To remove the impact of accumulated data from patients in the previous year before the study period and unfinalized data collection from the insurance surveillance system for patients in the last year, the data from 2006 and 2017 were removed for the final analysis. The chi-square test was used for binary and categorical variables. Since the large number of patients enrolled from the nationwide data tended to have a different age distribution, a multivariable Cox regression test adjusted for age was utilized to compare the 2 groups. The cancer incidence rates were calculated per 1,000 person-years. The Cochran-Armitage trend test was used to investigate PCa trends between the 5ARI and non-5ARI groups and assess the association of variables between these 2 categories. For all comparisons, statistical significance was accepted for p-values <0.05. All statistical analyses were performed using SAS 9.4 software (SAS Institute Inc., Cary, NC, USA).

RESULTS

1. The Relationship Between the Administration of 5ARIs and the Detection of PCa

Across the research period of a decade (2007-2016), 1,528,128 men who were prescribed 5ARIs for a mean of 1.523±2.221 years were identified. Meanwhile, 138,614 patients with PCa were identified, of whom 68,529 (49.4%) were prescribed 5ARIs, with the other 70,085 subjects constituting the non-5ARI group. The finally analyzed data are summarized in Table 1. Among 312,888 men aged over 40 years who received PSA testing in 2007, 73.4% (n=229,760) were prescribed 5ARIs. As the PSA testing rate increased, the proportion of patients who were prescribed 5ARI decreased (58.8% in 2016). The incidence of PCa was significantly higher in the 5ARI group than in the non-5ARI group during all study years (p<0.001), except in 2007, when the rate of PSA testing was the lowest (3.12% among Korean men aged over 40 years).

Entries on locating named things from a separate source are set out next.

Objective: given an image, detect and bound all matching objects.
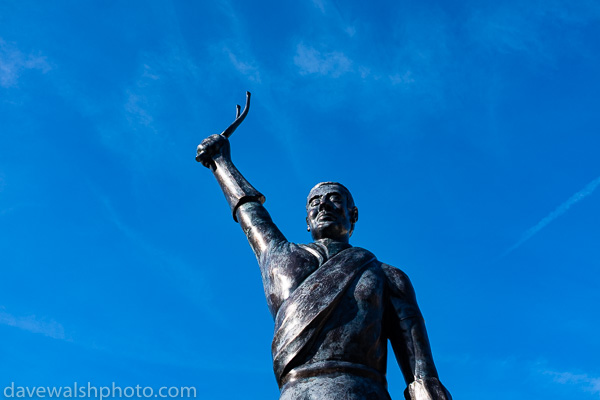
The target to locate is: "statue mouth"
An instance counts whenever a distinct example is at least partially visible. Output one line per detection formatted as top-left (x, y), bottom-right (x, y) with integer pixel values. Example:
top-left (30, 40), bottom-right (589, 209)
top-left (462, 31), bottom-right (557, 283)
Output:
top-left (317, 212), bottom-right (335, 221)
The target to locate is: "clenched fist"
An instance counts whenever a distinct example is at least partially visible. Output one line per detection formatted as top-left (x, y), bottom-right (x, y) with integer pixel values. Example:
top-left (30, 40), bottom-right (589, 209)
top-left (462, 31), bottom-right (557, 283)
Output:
top-left (196, 135), bottom-right (231, 168)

The mean number of repetitions of PSA testing for the study period was significantly higher in the 5ARI group than in the non-5ARI group (3.98 vs. 2.18, p<0.001).
Table 1.
The characteristics of the patients enrolled
Year Middle-aged male population (≥40 yr) PSA-tested male population (≥40 yr)
Total Registered PCa Incidence of PSA test (%) Incidence of PCa (%) Total 5ARI group PCa among 5ARI group PCa incidence among 5ARI group (%) PCa among non-5ARI group PCa incidence among non-5AR group (%) RI p-value
2007 9,999,912 5,292 3.12 0.052 312,888 229,760 3,272 1.42 2,020 2.42 <0.001
2008 10,337,914 6,471 4.63 0.062 479,046 274,835 3,983 1.44 2,488 1.21 <0.001
2009 10,694,580 7,351 5.34 0.068 571,643 331,232 4,557 1.37 2,794 1.16 <0.001
2010 11,039,633 7,848 5.71 0.071 631,417 365,978 5,092 1.39 2,756 1.03 <0.001
2011 11,386,232 8,952 6.14 0.078 700,040 394,019 5,484 1.39 3,468 1.13 <0.001
2012 11,723,878 9,258 6.44 0.078 755,372 420,822 5,892 1.40 3,366 1.01 <0.001
2013 12,042,751 9,515 6.65 0.079 801,241 457,559 6,483 1.41 3,032 0.88 <0.001
2014 12,354,915 9,785 6.72 0.079 831,495 481,797 6,743 1.39 3,042 0.86 <0.001
2015 12,635,426 10,212 6.83 0.080 863,782 505,933 6,682 1.32 3,530 0.98 <0.001
2016 12,886,340 11,800 7.28 0.091 937,548 551,099 7,707 1.39 4,093 1.05 <0.001

PSA, prostate-specific antigen; PCa, prostate cancer; 5ARI, 5-alpha reductase inhibitor.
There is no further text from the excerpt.